Speaking of efficiency, I assume parallel foreach uses opApply with a delegate and the inherent overhead. So I'm thinking that a practical way to take advantage of parallel foreach would be to parallelize at some block level and then do a regular foreach inside the block?

foreach (i, ref elem; taskPool.parallel(logs)) {
    foreach (???)
        elem = log(i + 1.0);
}

How can I arrange things such that I compute e.g. 64 logs serially inside each pass?

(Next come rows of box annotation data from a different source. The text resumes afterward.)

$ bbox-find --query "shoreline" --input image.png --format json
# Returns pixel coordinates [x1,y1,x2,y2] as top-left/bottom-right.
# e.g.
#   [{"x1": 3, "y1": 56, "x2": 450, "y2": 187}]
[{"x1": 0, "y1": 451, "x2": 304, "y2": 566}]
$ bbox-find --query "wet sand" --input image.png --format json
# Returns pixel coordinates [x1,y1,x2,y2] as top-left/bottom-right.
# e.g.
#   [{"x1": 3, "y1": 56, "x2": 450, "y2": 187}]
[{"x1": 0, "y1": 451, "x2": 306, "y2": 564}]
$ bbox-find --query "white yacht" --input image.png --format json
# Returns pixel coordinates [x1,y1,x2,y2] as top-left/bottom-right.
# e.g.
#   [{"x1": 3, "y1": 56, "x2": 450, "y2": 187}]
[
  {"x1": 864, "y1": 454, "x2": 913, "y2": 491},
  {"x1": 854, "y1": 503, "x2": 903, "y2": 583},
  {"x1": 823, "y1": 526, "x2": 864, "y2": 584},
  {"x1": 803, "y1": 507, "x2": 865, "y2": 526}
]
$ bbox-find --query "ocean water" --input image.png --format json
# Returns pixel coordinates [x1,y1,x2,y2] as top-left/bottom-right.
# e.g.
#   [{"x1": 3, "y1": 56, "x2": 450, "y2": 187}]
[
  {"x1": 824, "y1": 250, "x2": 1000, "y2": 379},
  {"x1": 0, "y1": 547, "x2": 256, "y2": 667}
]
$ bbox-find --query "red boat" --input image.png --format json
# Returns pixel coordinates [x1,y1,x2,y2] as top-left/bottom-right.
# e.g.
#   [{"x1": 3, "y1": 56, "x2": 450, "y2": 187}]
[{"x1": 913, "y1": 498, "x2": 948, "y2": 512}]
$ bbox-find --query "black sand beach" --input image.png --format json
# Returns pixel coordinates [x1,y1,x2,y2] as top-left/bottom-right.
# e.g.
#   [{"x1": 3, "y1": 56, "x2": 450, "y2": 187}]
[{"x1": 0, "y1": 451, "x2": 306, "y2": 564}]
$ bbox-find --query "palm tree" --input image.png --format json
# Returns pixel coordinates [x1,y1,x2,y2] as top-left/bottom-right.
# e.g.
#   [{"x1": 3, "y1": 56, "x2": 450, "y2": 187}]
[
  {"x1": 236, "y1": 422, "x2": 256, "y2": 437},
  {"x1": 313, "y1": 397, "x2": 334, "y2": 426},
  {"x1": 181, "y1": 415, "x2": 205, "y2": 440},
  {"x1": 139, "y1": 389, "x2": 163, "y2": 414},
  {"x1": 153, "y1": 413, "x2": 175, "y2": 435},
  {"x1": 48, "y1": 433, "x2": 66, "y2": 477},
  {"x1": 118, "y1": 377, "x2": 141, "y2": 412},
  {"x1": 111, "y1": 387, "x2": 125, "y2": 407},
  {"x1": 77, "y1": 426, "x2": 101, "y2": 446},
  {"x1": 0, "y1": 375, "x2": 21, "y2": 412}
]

* The join example is fine, but the repetitive code suggests that loops
should be better:

import std.file;

void main() {
auto pool = new TaskPool();
foreach (filename; ["foo.txt", "bar.txt", "baz.txt"]) {
pool.put(task!read(filename));
}

// Call join() to guarantee that all tasks are done running, the worker
// threads have terminated and that the results of all of the tasks can
// be accessed without any synchronization primitives.
pool.join();

ubyte[][] data; // void[], meh
// Use spinWait() since the results are guaranteed to have been computed
// and spinWait() is the cheapest of the wait functions.
foreach (task; pool.howDoIEnumerateTasks()) {
data ~= task1.spinWait();
}

You can't enumerate the tasks like this, but there's a good reason for
this limitation. The design requires the pool not hold onto any
references to the tasks after they're out of the queue, so that they can
be safely destroyed as soon as the caller wants to destroy them. If you
need to enumerate over them like this, then:

1. You're probably doing something wrong and parallel foreach would be a
better choice.

2. If you insist on doing this, you need to explicitly store them in an
array or something.

As a more general comment, I know the join() example sucks. join() is
actually a seldom-used primitive, not a frequently used one as you
suggest. Most of the time you wait for individual tasks (explicitly or
implicitly through the higher level functions), not the whole pool, to
finish executing. I feel like it's obligatory that join() and finish()
exist, but I never use them myself. They were much more useful in
pre-release versions of this lib, when parallel foreach didn't exist and
it made sense to have explicit arrays of Tasks. The difficulty I've had
in coming up with a decent example for them makes me halfway tempted to
just rip those $#)*% functions out entirely.


I'm confused here. I use join() pretty much all the time. I launch stuff (e.g. run a large matrix-vector multiplication for distinct vectors) and then I join that. Then again and again. The thread of execution has a repeated hourglass shape - it fans out and then becomes single-threaded at join points. I assume some of those computations are indeed the charter of parallel foreach, but I'd guess not all. But then what do I know - I'm the customer :o).